Early detection has become a mantra fro the pancreatic cancer community. A significant amount of research is currently focused on finding the ways to warn patients that a cancer has begun to grow, and for good reason. Survival rates increase dramatically if pancreatic cancer is surgically removed before it metastasizes (spreads). Most patients are diagnosed once the cancer has spread and chemotherapy is only mildly effective.
Why is pancreatic cancer so hard to treat?
There are several theories about why pancreatic cancer is so hard to treat. It has been argued that the combination of genes altered in this cancer male it grow and spread faster. it may develop a protective envelope around itself that makes it harder for drugs to reach it. Or, it may be that the environment where the cancer is born (remember that the pancreas is responsible for making digestive enzymes to help digest (break down) the food we eat) is so toxic that the disease is immune to the cancer drugs we throw at it.

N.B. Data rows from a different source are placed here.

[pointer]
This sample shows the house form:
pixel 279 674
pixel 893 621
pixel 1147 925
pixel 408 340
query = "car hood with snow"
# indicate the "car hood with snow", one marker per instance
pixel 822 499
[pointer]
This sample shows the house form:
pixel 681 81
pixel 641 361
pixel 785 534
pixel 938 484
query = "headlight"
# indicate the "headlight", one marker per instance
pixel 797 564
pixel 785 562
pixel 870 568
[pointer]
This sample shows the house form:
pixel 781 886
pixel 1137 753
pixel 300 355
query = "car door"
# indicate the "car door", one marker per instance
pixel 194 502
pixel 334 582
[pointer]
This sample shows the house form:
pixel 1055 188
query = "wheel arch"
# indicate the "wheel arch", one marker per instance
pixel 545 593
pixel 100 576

Whatever the ultimate reason or reasons, it has been very difficult to find therapies to kill pancreatic cancers.
Recently, however, there has been some progress as several new clinical trials have shown significant achievements in the treatment of pancreatic cancer; nearly doubling patients' survival rates. In May of 2011 the New England Journal of Medicine reported the results of a bold European clinical trial. In a Phase III trial, which included 342 metastatic pancreatic cancer patients in Europe, patients were treated with a combination of four chemotherapeutic agents: fluorouracil, leucovorin, irinotecan, and oxaliplatin (know as FOLFIRINOX). The result was an increase in the average survival rate to almost one year (11.1 months average).

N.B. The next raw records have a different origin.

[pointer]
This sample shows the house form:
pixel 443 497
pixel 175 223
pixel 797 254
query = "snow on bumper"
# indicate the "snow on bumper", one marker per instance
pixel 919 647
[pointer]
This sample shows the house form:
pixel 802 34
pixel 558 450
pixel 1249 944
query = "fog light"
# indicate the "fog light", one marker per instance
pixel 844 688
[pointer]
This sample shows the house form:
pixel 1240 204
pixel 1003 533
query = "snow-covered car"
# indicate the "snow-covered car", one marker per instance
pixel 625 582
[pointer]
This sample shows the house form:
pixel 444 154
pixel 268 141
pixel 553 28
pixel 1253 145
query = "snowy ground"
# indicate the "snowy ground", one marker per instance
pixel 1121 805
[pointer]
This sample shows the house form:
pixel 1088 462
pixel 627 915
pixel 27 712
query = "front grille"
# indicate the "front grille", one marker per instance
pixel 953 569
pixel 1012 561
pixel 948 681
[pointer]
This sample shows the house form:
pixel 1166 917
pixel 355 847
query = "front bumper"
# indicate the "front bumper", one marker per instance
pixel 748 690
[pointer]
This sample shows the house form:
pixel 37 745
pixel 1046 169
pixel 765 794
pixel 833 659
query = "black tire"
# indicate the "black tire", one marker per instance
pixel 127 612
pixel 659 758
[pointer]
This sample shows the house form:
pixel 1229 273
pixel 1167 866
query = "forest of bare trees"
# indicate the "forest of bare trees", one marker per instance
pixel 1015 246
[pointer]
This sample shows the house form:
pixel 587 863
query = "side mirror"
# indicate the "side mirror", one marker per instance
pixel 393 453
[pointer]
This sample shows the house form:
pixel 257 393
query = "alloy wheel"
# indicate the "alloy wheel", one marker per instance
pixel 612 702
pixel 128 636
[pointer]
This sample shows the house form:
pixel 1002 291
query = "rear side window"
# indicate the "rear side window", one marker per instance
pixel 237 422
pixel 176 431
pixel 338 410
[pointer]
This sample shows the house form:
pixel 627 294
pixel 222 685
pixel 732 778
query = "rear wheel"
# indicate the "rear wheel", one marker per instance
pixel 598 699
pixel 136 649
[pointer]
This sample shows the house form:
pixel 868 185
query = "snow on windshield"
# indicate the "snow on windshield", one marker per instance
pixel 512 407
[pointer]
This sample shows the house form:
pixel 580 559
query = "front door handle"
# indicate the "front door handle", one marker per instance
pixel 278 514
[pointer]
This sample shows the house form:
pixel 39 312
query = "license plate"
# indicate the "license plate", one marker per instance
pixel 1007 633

In addition, almost one third of patients given FOLFIRINOX had some tumor shrinkage, compared to only nine percent of patients on gemcitabine
" these new developments open the
door to treatment plans that will
likely improve patients' outcomes"
This new FOLFIRINOX regimen is showing success because it is quite aggressive and attacks pancreatic cancer cells in different ways. The downside is that it is not tolerated by all patients and the side effects can be severe. Although there is still an a lot of research to be done, especially focusing on those patients who cannot tolerate FOLFIRINOX, this breakthrough in treatment will undeniably change the care given to many pancreatic cancer patients and, in fact, has already been adopted by numerous oncologists as part of their daily treatment plan.
More Promising News
More promising news was announced in early 2013 from another Phase III clinical trial that tested the use of a drug combination, gemcitabine and nab-paclitaxel (ABRAXANE) in metastatic pancreas cancer patients. ABRAXANE is relatively new compound that is already approved for treating both metastatic breast and non-small cell lung cancers. When given to pancreatic cancer patients, this new therapy doubled the rate of survival at two years and showed an increase in overall survival by nearly two months. While on the surface the overall survival rate of Abraxane plus gemcitabine does not seem as significant as that of the FOLFIRINOX regimen, this therapy gave very few side effects. This is critical for two reasons. First, this new combination can be given to many more patients without the risk of life threatening toxicities giving another option to patients who cannot tolerate very aggressive therapy. In addition, this combination can be used in with other types of therapies to improve patients' responses even further.
While clearly more clinical research must be carried out to further improve therapies for pancreatic cancer, these developments open a door to treatment plans that will likely improve patients' outcome. Catching and removing pancreatic cancer before it has a chance to spread is still the ultimate goal but clinical research is starting to develop a back-up plan.